Archiving Data to HPSS

The NERSC HPSS Archive is a large tape library that can store the simulations files for long periods of time. It is recommended to move your data to HPSS frequently, since the scratch filesystems fill up and NERSC will purge data periodically.

The script nersc.xfer.slurm in job_scripts/perlmutter/:

nersc.xfer.slurm

can be used to archive data to HPSS automatically. This is submitted to the xfer queue and runs the script process.xrb in job_scripts/hpss/:

process.xrb

which continually looks for output and stores it to HPSS. By default, the destination directory on HPSS will be have the same name as the directory your plotfiles are located in. This can be changed by editing the``$HPSS_DIR`` variable at the top of process.xrb.

The following describes how to use the scripts:

  1. Copy the process.xrb script and the slurm script nersc.xfer.slurm into the directory with the plotfiles.

  2. Submit the archive job:

    sbatch nersc.xfer.slurm
    

    The script process.xrb is called from the xfer job and will run in the background and continually wait until checkpoint or plotfiles are created.

    Note

    process.xrb always leaves the most recent plotfile and checkpoint file alone, since data may still be written to it.

    The script will use htar to archive the plotfiles and checkpoints to HPSS.
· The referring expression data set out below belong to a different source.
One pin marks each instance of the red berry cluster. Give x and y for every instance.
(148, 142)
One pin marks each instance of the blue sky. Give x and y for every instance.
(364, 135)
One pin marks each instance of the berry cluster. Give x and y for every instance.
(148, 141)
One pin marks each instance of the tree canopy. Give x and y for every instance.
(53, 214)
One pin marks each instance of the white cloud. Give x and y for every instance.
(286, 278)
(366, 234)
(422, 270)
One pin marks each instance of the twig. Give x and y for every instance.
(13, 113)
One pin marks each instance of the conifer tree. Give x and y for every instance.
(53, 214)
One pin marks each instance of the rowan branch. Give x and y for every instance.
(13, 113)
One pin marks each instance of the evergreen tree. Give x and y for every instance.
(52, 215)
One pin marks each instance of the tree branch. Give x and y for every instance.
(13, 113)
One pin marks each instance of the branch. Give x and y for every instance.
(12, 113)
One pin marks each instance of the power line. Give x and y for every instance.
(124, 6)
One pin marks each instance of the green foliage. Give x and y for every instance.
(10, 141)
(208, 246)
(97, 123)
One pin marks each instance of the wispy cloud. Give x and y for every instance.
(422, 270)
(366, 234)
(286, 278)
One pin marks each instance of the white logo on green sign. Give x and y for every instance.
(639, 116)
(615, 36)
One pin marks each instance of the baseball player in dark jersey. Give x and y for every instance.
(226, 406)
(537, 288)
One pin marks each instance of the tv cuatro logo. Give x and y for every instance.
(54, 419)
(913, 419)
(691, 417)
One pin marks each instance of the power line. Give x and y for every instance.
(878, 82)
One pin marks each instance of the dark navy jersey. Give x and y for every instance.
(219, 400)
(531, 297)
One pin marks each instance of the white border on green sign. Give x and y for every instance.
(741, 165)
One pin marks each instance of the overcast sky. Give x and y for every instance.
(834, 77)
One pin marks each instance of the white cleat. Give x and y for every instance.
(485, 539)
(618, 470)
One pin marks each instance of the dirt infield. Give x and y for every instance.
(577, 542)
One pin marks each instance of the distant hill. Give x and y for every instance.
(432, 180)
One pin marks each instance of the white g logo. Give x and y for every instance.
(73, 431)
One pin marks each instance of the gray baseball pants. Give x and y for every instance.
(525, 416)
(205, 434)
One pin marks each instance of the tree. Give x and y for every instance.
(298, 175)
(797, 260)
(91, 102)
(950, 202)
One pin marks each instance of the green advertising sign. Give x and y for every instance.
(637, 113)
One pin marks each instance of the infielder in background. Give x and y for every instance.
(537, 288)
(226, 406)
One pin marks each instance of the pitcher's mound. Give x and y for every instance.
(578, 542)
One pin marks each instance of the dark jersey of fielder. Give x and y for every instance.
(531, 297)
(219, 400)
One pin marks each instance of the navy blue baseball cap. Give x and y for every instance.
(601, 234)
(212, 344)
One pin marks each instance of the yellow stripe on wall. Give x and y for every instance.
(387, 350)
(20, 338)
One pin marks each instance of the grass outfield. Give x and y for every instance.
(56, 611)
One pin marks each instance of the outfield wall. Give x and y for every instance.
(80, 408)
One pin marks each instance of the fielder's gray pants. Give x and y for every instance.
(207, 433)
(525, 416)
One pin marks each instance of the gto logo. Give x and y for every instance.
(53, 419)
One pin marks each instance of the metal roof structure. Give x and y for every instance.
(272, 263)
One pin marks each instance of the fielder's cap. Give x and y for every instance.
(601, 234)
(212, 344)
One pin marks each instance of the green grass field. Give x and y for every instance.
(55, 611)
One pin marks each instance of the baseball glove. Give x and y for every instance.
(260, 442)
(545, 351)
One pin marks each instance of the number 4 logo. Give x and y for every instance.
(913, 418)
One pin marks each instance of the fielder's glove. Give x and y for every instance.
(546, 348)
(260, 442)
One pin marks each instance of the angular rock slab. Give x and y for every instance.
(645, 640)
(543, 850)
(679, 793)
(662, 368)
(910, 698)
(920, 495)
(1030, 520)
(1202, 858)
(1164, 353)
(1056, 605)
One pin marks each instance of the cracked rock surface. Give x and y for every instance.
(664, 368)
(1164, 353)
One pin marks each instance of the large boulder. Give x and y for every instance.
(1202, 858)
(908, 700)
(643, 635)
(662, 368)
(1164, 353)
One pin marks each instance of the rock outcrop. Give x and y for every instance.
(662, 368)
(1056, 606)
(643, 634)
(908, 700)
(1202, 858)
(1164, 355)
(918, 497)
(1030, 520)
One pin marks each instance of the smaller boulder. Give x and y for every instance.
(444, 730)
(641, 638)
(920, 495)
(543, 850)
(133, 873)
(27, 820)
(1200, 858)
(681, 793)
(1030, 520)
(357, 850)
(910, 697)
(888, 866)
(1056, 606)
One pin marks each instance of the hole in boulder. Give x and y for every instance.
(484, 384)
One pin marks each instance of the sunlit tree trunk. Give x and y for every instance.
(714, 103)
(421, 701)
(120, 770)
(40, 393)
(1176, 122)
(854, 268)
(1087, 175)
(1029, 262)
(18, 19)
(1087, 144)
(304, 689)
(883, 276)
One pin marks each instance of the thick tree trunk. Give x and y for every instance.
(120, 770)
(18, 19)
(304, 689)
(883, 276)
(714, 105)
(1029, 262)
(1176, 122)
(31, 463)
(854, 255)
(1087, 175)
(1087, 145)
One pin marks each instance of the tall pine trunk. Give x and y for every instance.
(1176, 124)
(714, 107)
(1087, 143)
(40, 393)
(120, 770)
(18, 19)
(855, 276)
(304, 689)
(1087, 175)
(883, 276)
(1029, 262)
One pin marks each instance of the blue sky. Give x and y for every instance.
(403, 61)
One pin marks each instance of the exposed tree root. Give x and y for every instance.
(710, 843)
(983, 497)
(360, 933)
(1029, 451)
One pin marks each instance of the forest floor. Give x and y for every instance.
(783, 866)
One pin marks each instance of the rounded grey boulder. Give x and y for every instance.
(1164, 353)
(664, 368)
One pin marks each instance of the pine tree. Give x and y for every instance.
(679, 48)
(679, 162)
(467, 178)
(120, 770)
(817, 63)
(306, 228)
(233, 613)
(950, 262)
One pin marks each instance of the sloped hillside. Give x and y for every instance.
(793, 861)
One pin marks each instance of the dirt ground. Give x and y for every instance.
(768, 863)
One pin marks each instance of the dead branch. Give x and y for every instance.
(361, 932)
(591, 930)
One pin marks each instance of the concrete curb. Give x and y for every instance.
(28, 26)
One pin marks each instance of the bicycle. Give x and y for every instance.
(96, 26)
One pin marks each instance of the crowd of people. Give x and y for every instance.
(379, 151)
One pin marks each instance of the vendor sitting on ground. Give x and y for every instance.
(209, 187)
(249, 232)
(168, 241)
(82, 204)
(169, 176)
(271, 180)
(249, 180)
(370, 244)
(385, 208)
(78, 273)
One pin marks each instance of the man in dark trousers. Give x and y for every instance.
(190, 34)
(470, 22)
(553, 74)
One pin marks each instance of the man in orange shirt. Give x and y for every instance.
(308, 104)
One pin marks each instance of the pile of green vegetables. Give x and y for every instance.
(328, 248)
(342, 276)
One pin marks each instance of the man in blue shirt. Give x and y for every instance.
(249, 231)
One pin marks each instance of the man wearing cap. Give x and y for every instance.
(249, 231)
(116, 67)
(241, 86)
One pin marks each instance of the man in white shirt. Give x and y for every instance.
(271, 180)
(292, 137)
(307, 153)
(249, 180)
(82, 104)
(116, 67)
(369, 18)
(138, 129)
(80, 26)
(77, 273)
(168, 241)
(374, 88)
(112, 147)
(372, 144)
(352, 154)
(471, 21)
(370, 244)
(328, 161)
    If the htar command was successful, then the plotfiles are copied into a plotfile/ subdirectory. This is actually important, since you don’t want to try archiving the data a second time and overwriting the stored copy, especially if a purge took place. The same is done with checkpoint files.

Some additional notes:

  • If the ftime executable is in your path (ftime.cpp lives in amrex/Tools/Plotfile/), then the script will create a file called ftime.out that lists the name of the plotfile and the corresponding simulation time.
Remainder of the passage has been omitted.